DVT is a major complication of TKA, for which a variety of prophylactic interventions have been recommended [24, 25]. Buehler et al. [26] showed a lower incidence of DVT in patients who had immediate progressive weightbearing after operation compared to those who had delayed weightbearing. However, compared with Western countries, thrombotic events have traditionally been thought to be rare in Asian populations [27, 28], and the effect of early ambulation on thrombogenesis after TKA in the Chinese population is still inconclusive. In addition, considering the low incidence of these events, data from at least 2000 patients per arm would be needed to detect a 1% difference with 80% power and a 95% confidence interval [24]. Therefore, the sample size of their study was relatively small and might have been underpowered to identify such a difference. To provide additional evidence for this issue, 6448 patients were involved in our study, which might be more powerful for drawing conclusions than previous studies and demonstrated that early ambulation within 24 h after TKA was effective in decreasing the incidence of DVT and pulmonary infection, in line with previous literature [7, 8, 10].

Although many studies have proven the security of early ambulation [7, 9, 29], concerns about the complications related to early ambulation still hinder the wide adoption of this protocol in TKA. We therefore conducted this study to determine whether the treatment-related complications differed between groups after TKA. In this group of 2687 patients who ambulated within 24 h after TKA, we found a low occurrence of falls, dislocations, nerve damage and wound dehiscence, and the risk was not different between the two groups based on the timing of first ambulation. While further studies are still needed before the protocol can be recommended for general use, our results provide insight into assessing the safety of early ambulation in the Chinese population.

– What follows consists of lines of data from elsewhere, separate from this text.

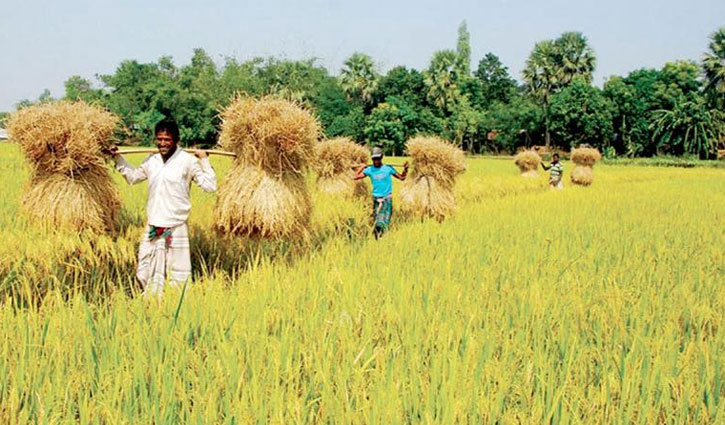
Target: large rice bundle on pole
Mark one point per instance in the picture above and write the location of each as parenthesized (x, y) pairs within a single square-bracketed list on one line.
[(335, 160), (528, 162), (584, 160), (64, 143), (428, 191), (265, 195)]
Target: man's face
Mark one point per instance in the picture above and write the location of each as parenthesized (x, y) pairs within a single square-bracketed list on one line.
[(165, 143)]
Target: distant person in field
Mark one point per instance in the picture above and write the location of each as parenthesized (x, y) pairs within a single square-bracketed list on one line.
[(164, 251), (556, 173), (381, 178)]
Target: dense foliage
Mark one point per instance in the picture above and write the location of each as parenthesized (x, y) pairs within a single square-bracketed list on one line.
[(674, 110)]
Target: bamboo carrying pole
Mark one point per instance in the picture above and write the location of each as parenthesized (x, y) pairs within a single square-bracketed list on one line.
[(209, 152), (151, 150)]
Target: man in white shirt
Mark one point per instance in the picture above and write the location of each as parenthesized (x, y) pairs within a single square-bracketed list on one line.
[(164, 250)]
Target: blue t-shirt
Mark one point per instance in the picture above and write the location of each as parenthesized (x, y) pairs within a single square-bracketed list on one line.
[(382, 180)]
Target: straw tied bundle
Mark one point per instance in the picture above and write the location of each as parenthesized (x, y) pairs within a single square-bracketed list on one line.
[(528, 162), (265, 194), (428, 191), (584, 159), (334, 163), (64, 143)]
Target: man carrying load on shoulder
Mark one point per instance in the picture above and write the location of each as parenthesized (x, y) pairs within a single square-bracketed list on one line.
[(381, 177), (556, 174), (164, 250)]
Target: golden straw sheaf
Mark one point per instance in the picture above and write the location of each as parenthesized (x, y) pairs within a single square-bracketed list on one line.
[(265, 194), (584, 160), (335, 162), (528, 162), (274, 134), (65, 143), (63, 137), (428, 191)]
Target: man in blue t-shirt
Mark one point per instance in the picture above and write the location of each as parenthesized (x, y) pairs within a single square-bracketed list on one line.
[(381, 177)]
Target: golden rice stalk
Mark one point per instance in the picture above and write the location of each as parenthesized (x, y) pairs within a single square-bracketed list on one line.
[(528, 162), (582, 175), (63, 137), (334, 163), (255, 203), (342, 184), (89, 200), (436, 158), (585, 156), (339, 155), (275, 135), (424, 197)]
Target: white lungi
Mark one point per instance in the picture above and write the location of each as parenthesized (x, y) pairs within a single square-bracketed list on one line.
[(161, 261)]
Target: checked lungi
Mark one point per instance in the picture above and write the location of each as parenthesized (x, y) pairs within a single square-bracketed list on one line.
[(382, 211), (164, 257)]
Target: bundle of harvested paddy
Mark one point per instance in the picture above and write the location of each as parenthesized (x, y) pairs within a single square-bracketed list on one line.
[(252, 202), (585, 156), (87, 200), (528, 162), (584, 159), (582, 175), (274, 134), (334, 162), (64, 143), (428, 191), (265, 194), (63, 137)]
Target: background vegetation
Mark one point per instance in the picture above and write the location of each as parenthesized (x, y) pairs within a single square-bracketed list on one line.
[(675, 110)]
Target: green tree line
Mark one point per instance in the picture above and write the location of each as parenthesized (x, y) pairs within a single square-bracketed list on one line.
[(674, 110)]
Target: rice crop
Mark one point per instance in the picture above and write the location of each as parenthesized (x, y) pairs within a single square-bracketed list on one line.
[(597, 305)]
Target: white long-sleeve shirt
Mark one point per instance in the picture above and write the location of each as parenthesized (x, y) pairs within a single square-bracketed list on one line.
[(169, 183)]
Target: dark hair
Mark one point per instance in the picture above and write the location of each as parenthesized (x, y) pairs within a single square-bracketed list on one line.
[(170, 126)]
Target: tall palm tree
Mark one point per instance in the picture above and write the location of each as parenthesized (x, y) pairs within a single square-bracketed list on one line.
[(441, 80), (577, 59), (689, 127), (358, 78), (554, 65), (713, 64), (543, 77)]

Several limitations should be noted. First and foremost, walking distance during the first postoperative ambulation was not recorded in this study, and this potential variability may have had an impact on the conclusions. However, with a large sample size, variability should be reduced. In addition, costs were considered only during an initial inpatient admission, and the costs of rehabilitation treatment after discharge were not shown in this study. As a developing country, the health policy and economic condition of China are quite different from those of Western developed countries [13]. Since most patients in China chose to go home after discharge [13], the additional costs after discharge might not change the results. Last but not least, despite surgeons’ preferences, other factors, such as the basic health condition of patients, could also influence the timing of first ambulation after TKA. However, there was no difference in baseline characteristics between the groups. In addition, previous studies have shown that more than 90% of patients with TKA were able to ambulate within 24 h after TKA [7, 18, 30], indicating that the percentage of patients who were allowed to ambulate early but failed to do so was small. Thus, we believe that this bias did not strongly affect the validity of the conclusions.

Conclusions

Based on the findings, early ambulation within 24 h after TKA is suggested to have both positive clinical and economic consequences, and it seems to shorten LOS, reduce hospitalization costs, improve knee function, ameliorate postoperative pain and decrease the incidence of DVT and pulmonary infection in the Chinese population.